I first heard the name Frederick Langley in middle school when my eighth-grade English teacher recommended Brutality and Delicacy. He impressed upon me that Langley was a serious author and made clear he wouldn’t entrust just anyone with Langley’s work. It was a mark of distinction. Although reading Langley felt like my official introduction to literary culture, the aura of formality in no way spoiled my pleasure. I encountered Langley slightly before it became automatic for me to underline or take notes, that prelapsarian period when fiction was just for enjoyment.
My attachment was short-lived. In high school, I became acutely aware that the students who didn’t care for reading cared for Langley the most. They found him delightfully outrageous. They loved “Longer,” the grotesquerie in which the circumcised protagonist tries to regrow his foreskin. One boy could recite the entire dinner-table scene from memory. His girlfriend pledged never again to eat calamari.
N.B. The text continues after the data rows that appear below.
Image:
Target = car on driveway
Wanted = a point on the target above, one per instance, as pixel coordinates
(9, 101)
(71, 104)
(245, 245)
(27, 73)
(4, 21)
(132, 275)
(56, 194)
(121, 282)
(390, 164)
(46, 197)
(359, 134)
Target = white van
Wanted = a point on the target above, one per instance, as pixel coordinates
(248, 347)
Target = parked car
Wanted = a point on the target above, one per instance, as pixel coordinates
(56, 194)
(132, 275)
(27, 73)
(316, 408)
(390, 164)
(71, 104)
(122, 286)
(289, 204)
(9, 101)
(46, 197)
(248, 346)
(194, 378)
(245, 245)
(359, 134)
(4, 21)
The idiots liked Langley. The idiots who thought they were countercultural because they were bad at tests. The idiots who thought that any book published before the twentieth century was boring. The idiots owned that dumb T-shirt with a bulging eyeball on the front and, on the back, We see each other in glances. The idiots never bothered to learn the difference between a dactyl and an anapest — didn’t see the point — yet had the energy to track down old magazine articles about the time Langley wowed a Greenwich Village crowd: he’d read the first half of a story and then improvised three possible endings. (And it really did require energy to find those articles. I went to high school in the dark pre-Google age, when the internet was still the domain of math nerds and pedophiles, so the idiots’ best option was microfiche.)
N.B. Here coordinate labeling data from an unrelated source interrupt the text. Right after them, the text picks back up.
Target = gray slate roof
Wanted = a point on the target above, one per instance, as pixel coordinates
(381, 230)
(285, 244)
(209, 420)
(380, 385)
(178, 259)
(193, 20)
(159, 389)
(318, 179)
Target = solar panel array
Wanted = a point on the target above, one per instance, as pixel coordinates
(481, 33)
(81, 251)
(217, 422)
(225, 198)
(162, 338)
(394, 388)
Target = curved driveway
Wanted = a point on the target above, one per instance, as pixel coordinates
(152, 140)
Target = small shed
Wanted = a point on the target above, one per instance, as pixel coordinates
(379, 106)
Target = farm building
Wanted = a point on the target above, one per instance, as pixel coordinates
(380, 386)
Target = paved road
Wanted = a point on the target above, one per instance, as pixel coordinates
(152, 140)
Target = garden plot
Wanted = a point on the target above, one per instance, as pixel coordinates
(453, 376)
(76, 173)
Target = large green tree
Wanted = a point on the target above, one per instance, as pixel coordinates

The idiots liked Langley. So I stopped liking Langley. The fact that Langley was my introduction to literary culture made him seem introductory. The fact that I enjoyed reading his stories made them seem frivolous. I formed the impression that he wasn’t sophisticated. He was, in my adolescent assessment, serious enough for a serious eighth-grader, not for a budding literary critic. That judgment stayed with me. Still, when Helen told me that she was Frederick Langley’s niece, the information produced in me a childish excitement.
I skimmed the introduction to Complete Works, which divided Langley’s stories into two major categories, “epiphanies” and “compulsions.” The epiphanies were formulaic: something happens to X that changes his perspective on Y.